At this point, the investigation often focuses on commercial Kubernetes platforms that can solve the organization’s problems out of the box. The team likely has enough experience to look for features such as flexibility, repeatable deployment, and the ability to manage multiple clusters across different environments, including diverse cloud platforms, virtualized or bare metal data centers, and increasingly, edge locations. IT operations and platform engineering teams will especially be looking at securing cluster access, configuration management, and Day 2 concerns like scaling, upgrades, quota control, logging, monitoring, continuity, and others.

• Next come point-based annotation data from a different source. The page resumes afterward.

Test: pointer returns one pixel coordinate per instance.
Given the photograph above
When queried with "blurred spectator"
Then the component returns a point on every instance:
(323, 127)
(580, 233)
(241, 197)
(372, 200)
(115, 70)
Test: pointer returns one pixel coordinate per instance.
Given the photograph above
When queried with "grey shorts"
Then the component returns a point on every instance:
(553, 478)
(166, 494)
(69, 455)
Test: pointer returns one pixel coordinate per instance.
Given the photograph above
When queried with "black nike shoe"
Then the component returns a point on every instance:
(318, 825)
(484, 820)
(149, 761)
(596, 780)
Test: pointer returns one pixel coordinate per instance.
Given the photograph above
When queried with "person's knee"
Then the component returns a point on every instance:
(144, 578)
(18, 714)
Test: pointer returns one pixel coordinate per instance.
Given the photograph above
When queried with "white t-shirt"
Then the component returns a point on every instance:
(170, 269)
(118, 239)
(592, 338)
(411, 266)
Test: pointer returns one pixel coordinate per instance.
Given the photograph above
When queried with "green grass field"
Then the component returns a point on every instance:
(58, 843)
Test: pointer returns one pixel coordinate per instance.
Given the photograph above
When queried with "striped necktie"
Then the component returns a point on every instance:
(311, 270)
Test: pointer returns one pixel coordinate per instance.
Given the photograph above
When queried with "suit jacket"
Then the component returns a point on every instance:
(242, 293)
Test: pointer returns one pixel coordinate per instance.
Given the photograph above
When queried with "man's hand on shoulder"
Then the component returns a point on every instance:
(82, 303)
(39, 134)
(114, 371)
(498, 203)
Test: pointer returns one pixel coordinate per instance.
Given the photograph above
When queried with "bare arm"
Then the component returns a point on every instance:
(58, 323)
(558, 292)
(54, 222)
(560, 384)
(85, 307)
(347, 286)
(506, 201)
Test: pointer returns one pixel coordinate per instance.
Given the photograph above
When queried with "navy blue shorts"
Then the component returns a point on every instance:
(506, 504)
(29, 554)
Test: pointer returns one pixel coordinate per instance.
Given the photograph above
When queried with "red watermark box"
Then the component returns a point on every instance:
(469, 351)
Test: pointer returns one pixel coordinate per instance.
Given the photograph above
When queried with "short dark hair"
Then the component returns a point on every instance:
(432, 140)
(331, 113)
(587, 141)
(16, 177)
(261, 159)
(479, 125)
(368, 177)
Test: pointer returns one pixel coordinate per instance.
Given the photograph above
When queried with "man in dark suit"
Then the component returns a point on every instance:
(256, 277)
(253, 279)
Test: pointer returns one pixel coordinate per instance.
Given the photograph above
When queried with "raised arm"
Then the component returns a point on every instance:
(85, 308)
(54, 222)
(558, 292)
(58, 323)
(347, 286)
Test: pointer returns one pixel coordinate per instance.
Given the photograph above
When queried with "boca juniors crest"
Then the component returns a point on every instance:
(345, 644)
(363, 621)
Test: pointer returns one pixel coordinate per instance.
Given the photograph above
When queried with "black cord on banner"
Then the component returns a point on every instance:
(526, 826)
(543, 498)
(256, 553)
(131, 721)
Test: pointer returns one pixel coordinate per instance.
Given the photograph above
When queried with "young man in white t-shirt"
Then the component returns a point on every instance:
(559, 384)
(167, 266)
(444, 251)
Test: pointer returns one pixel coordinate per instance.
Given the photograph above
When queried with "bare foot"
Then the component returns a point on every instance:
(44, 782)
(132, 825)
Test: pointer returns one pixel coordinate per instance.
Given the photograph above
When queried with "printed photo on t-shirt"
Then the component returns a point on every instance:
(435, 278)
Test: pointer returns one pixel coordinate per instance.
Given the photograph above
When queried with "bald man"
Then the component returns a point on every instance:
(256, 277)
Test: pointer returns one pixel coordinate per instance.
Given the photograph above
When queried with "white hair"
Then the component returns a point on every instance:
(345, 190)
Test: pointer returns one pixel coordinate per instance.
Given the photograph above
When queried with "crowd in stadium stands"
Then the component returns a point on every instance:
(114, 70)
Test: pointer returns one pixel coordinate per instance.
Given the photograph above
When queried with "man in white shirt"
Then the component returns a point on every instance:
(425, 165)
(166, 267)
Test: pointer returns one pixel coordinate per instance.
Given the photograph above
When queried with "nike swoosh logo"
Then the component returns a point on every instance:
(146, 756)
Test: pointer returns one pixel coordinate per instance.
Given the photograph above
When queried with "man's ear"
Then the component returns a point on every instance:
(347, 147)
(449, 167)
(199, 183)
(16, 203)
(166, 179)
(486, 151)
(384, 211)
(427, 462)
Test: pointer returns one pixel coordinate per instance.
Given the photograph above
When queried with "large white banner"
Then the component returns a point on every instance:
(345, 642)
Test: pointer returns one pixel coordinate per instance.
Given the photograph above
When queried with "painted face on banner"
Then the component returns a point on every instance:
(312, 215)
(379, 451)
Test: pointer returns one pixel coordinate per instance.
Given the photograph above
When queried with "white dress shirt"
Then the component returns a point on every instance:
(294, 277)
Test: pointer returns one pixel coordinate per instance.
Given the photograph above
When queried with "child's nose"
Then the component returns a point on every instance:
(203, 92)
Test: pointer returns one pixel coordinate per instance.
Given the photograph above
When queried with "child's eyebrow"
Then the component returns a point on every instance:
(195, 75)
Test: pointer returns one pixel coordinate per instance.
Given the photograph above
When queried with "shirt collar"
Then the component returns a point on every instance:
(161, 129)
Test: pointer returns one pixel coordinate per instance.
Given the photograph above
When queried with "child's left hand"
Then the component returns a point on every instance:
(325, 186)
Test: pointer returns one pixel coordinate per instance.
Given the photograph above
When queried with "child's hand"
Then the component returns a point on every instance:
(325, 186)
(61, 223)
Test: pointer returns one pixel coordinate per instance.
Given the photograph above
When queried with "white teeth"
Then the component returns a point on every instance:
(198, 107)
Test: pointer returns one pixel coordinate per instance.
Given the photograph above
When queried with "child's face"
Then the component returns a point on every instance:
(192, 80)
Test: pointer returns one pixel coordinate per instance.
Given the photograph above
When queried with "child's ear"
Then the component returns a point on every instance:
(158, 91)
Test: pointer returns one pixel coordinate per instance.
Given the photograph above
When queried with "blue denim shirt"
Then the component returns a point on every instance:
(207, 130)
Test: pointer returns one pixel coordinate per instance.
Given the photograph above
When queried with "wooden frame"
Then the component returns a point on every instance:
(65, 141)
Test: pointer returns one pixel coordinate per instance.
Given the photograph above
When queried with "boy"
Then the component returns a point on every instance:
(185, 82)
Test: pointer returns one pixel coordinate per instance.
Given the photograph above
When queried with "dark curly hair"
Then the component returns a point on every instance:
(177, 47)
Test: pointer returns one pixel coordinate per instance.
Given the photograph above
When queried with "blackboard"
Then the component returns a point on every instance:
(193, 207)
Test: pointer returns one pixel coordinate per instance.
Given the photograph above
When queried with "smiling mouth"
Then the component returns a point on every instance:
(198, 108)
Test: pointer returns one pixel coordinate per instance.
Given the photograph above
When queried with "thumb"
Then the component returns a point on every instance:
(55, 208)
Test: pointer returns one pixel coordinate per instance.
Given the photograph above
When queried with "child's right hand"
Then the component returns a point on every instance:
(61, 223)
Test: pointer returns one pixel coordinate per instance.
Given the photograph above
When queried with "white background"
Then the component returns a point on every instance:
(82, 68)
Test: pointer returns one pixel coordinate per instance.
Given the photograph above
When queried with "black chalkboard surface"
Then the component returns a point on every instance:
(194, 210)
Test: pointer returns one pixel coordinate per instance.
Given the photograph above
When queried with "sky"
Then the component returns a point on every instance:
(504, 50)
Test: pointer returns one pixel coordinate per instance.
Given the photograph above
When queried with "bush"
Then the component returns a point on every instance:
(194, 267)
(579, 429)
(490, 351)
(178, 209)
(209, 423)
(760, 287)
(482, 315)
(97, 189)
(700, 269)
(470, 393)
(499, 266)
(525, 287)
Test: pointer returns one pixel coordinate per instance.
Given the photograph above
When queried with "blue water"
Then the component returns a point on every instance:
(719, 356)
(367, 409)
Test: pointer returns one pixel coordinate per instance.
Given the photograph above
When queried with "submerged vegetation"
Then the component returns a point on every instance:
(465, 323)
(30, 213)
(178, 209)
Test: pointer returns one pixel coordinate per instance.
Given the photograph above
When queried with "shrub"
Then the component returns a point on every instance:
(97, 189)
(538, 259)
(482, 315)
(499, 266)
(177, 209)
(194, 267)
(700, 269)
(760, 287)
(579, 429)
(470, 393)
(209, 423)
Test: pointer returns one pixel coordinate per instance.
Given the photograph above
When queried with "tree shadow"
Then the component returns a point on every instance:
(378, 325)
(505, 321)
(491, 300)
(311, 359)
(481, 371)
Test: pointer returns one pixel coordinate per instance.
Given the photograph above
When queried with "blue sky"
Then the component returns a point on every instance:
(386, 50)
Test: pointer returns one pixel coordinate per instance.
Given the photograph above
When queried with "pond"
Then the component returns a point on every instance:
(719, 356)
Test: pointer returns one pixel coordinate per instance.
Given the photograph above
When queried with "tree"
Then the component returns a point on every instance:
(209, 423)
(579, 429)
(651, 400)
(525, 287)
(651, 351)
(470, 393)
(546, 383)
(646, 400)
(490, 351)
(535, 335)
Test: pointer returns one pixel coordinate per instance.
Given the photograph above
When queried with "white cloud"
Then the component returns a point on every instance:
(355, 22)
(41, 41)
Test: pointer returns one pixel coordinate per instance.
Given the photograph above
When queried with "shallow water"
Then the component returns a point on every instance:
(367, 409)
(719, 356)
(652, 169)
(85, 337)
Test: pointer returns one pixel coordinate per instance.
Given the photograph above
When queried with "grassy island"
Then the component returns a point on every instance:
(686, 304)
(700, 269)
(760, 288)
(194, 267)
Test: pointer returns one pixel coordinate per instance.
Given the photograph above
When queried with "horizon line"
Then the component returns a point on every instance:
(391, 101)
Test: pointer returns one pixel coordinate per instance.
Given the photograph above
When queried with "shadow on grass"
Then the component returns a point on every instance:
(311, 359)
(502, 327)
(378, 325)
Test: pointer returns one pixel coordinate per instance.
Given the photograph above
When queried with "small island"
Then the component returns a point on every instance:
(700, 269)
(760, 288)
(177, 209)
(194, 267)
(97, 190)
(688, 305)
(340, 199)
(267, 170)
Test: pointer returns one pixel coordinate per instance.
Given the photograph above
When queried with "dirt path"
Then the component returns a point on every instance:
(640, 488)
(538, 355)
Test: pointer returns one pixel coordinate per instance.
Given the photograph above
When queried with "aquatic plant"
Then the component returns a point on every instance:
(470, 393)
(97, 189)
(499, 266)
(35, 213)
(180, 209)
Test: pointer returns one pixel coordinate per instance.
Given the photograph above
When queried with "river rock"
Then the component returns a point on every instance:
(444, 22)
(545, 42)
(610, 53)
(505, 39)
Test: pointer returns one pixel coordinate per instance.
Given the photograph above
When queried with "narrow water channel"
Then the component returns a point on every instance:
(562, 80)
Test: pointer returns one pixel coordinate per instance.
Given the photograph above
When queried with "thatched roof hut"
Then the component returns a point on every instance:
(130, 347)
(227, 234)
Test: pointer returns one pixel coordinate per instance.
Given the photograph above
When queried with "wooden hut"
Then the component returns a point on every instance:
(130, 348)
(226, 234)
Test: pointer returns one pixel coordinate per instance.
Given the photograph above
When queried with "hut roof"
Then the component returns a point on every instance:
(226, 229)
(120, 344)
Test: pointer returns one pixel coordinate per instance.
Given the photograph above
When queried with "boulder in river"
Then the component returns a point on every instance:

As the platform takes shape and evolves, the tendency is to break larger multitenant clusters into smaller special-purpose clusters. This approach allows more flexible management, more efficient use of resources, and a more tailored experience for the teams using the clusters within the organization. From a security standpoint, smaller clusters help make defense in depth policies easier to implement, reducing the “blast radius” in the case of a breach. Operating multiple clusters also makes it possible to deploy apps wherever needed, whether in the cloud or on premises, or even at the edge.

The Challenges of Kubernetes

Every environment deals with infrastructure differently, meaning different challenges for every type of Kubernetes deployment. Provisioning, upgrading, and maintaining the infrastructure to support the control plane can be difficult and time-consuming. Once the cluster is up, integrating basic components like storage, networking, and security presents significant hurdles. Finally, in a deployment of multiple clusters across a variety of environments, each cluster must be managed individually. There is no native tool in Kubernetes itself for managing the clusters as a group, and differences between environments introduce operational nuances to each cluster.

Below the layer of Kubernetes are the resources that the cluster needs, mainly storage, networking, and the physical or virtual machines where the cluster runs. This means that running a cluster involves two separate lifecycles that must be managed concurrently: Kubernetes and the hardware and operating system supporting it. Because Kubernetes is quickly evolving, these two layers must be kept in sync. Many problems with node or cluster availability come from incompatibilities between the versions of the operating system and the Kubernetes components. These problems become exponentially more difficult in multicluster deployments because the problem of keeping Kubernetes and the operating system in sync is multiplied by the number of platforms, each with its own complexities, then multiplied again by any specific versions or flavors required by the teams using the clusters.

Initially, Kubernetes didn’t include any tools for managing the cluster infrastructure. Bringing up machines and installing Kubernetes were manual procedures. Creating clusters outside of managed Kubernetes environments required a lot of effort and custom tooling. The Kubernetes community needed a way to provide common tools to bootstrap a cluster.

To meet this challenge, the Kubernetes community began developing tools to simplify provisioning and maintaining clusters. Here are some examples that were developed over the last few years:

Kube-up

The first tool to bring up a Kubernetes cluster (2015)

kubeadm

A tool for initializing, configuring, and upgrading Kubernetes clusters (2016)

Kops

A tool for Kubernetes lifecycle management, including infrastructure and dependencies (2016)

Kubicorn

A cluster management framework with modular support for cloud providers (2018)

These tools were a great step in the direction of integrated cluster management but fell short of a complete solution. More complex workloads began to require more sophisticated deployments, including multiple clusters. Managing these deployments, in turn, became more difficult. In particular, it was clear there was a need to be able to manage clusters consistently and declaratively using a cohesive API—the way that Kubernetes manages nodes, pods, and containers.